Agression "à caractère terroriste" de militaires près du Louvre

Paris  - Le spectre d'une attaque "terroriste" a ressurgi en plein Paris: un homme a attaqué vendredi à la machette des militaires à l'entrée de la très touristique galerie du Carrousel du Louvre au cri d'"Allah Akbar", avant d'être grièvement blessé par le tir d'un des soldats.

L'identité et les motivations de l'auteur restent à déterminer mais s'il "faut être prudent", il s'agit "visiblement" d'une "attaque à caractère terroriste", a déclaré le Premier ministre Bernard Cazeneuve, en déplacement à Bayeux (Calvados).

Le parquet antiterroriste a ouvert une enquête de flagrance pour "tentatives d'assassinats aggravées en relation avec une entreprise terroriste et association de malfaiteurs terroriste criminelle".

"Face à l'agression sauvage qui s'est produite", François Hollande a "salué le courage et la détermination dont ont fait preuve les militaires pour neutraliser l'assaillant" et réaffirmé "la détermination de l?État à agir sans relâche pour défendre la sécurité de nos compatriotes et lutter contre le terrorisme".

Six mois après l'assassinat d'un prêtre le 26 juillet dans une église de Saint-Étienne-du-Rouvray (Seine-Maritime), la dernière attaque à caractère terroriste commise sur le sol français et revendiquée par l'organisation État islamique (EI), c'est le coeur touristique de la capitale qui a été frappé vendredi.

Vers 10H00, dans un escalier qui descend dans la galerie marchande du Carrousel du Louvre qui donne accès au musée le plus fréquenté du monde mais situé en amont des contrôles de sécurité, un homme "armé d'une machette au moins, peut-être d'une deuxième arme" s'est avancé vers quatre militaires de la force Sentinelle en proférant des "menaces" et en criant "Allah Akbar", a déclaré à la presse le préfet de police de Paris Michel Cadot.

"Le militaire le plus proche, semble-t-il, a tiré pour se défendre face à l'agression", tirant cinq balles, "blessant sérieusement l'assaillant", notamment au ventre, selon le préfet de police. A la mi-journée, il était au bloc opératoire, son pronostic vital engagé, selon une source proche de l'enquête.

Un militaire, légèrement blessé au cuir chevelu, a, lui, été pris en charge à l'hôpital militaire Percy à Clamart, où il a reçu vers 15H00 la visite des ministres de l'Intérieur et de la Défense. Les soldats attaqués, membres du 1er Régiment de chasseurs parachutistes (1er RCP) de Pamiers, font partie des 3.500 militaires de Sentinelle déployés à Paris.

- Touristes confinés -

"J'étais dans les escaliers quand j'ai entendu des coups de feu (...) C'était bizarre, personne ne savait quoi faire, j'ai vu des gens courir, tout le monde était paniqué", raconte Svetlana, une architecte travaillant dans la galerie, qui s'est cachée dans un vestiaire après avoir entendu les tirs.

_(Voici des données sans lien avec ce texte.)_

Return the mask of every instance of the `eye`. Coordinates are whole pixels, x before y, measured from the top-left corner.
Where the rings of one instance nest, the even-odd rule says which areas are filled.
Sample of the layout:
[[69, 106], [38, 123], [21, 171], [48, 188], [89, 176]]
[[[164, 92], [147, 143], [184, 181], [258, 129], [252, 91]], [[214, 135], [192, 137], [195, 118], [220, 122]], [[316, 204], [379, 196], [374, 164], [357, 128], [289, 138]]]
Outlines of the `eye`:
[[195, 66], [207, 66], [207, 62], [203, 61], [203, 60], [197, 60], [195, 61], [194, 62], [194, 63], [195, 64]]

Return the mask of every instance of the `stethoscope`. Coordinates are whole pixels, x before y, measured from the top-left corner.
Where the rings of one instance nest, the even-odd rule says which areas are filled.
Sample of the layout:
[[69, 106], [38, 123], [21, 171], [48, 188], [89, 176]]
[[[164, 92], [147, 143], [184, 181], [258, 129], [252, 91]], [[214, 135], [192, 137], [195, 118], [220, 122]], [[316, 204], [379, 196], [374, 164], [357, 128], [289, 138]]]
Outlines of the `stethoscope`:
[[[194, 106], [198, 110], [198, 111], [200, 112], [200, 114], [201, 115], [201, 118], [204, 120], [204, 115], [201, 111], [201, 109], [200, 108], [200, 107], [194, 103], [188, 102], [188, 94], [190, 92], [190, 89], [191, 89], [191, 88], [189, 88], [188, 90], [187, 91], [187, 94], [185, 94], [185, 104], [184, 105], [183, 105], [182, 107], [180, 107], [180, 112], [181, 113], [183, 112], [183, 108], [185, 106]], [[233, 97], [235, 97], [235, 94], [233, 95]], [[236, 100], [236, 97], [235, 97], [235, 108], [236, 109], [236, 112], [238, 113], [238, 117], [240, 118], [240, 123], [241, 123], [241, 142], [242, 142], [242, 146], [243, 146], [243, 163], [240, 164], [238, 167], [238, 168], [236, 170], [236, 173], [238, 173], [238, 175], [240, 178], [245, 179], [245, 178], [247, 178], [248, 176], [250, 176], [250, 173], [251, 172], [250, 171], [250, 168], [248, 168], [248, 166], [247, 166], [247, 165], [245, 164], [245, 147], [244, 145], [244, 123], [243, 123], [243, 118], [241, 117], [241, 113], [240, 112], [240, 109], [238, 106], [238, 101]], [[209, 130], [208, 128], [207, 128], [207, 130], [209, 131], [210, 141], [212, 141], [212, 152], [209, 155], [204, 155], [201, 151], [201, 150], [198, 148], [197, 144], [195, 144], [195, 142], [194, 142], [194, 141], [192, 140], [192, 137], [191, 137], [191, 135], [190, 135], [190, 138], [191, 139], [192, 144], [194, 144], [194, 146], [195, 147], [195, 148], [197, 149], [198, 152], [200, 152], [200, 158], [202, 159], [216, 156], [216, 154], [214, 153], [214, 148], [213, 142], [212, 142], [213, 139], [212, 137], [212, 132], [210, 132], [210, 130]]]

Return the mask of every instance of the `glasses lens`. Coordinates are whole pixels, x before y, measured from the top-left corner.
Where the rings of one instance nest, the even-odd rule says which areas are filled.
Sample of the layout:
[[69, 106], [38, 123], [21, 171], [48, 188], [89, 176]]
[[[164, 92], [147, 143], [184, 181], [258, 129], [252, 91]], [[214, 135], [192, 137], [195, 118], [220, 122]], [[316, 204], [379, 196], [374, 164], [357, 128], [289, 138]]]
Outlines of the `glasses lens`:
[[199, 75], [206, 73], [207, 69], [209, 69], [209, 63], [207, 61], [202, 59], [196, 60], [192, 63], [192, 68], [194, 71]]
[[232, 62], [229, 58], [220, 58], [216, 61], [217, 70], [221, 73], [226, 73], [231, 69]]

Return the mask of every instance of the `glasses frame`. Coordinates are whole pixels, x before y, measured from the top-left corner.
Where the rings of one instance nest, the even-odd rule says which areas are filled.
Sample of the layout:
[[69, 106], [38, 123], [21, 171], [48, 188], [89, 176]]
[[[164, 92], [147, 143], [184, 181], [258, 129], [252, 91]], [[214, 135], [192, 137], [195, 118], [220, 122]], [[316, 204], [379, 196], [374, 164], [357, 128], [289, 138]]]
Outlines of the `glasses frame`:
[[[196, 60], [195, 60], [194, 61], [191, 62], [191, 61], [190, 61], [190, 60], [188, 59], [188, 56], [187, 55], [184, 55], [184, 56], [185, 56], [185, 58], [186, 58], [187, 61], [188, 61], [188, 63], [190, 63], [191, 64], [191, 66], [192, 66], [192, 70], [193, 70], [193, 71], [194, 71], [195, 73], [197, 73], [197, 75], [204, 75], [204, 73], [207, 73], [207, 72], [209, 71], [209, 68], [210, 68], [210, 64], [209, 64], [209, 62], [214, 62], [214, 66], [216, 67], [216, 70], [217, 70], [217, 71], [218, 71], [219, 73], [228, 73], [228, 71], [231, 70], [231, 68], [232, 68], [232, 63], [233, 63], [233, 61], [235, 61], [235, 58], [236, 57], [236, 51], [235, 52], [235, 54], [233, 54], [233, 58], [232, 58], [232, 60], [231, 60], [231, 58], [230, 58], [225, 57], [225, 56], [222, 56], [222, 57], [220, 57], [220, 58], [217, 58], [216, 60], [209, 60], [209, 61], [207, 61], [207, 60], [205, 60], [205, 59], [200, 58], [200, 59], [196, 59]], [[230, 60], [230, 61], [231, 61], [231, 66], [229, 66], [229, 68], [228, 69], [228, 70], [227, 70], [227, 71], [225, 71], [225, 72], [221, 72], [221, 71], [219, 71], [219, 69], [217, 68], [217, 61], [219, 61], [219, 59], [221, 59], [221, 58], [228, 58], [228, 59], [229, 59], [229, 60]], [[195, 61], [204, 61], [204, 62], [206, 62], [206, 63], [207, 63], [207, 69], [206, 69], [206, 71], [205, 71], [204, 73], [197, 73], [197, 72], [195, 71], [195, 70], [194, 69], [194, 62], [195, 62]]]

Plus d'un millier de personnes se trouvant dans le musée ou dans la galerie commerciale ont été confinées durant environ trois heures, le temps que tout danger soit écarté et que les démineurs s'assurent notamment que les deux sacs à dos de l'assaillant ne contiennent pas d'explosifs.

"Ils nous ont fouillés à la sortie mais c'était très calme. Ils nous ont d'abord parlé d'un incident et d'une alerte, puis après on nous a expliqué", indique un employé du Louvre sous couvert d'anonymat.

"C'est si triste et choquant (...) on ne peut pas les laisser gagner, c'est terrible, horrible", se désole Gillian Simms, une touriste anglaise en visite chez sa fille à Paris.

Depuis les attaques du 7 janvier 2015, les attentats et tentatives se sont multipliées, faisant 238 morts. Les assaillants, pour la plupart téléguidés par le groupe État islamique (EI), ont multiplié les cibles, des lieux de culte (Villejuif en avril 2015, Saint-Étienne-du-Rouvray en juillet 2016) aux attaques contre les policiers ou militaires.

Le 13 juin 2016, un jihadiste se réclamant de l'EI, Larossi Abballa, a ainsi tué un policier et sa compagne dans leur pavillon de Magnanville (Yvelines).

L'attaque du Louvre intervient deux ans jour pour jour après l'attaque au couteau de trois militaires en faction devant un centre communautaire juif de Nice, par un homme qui avait été aussitôt arrêté.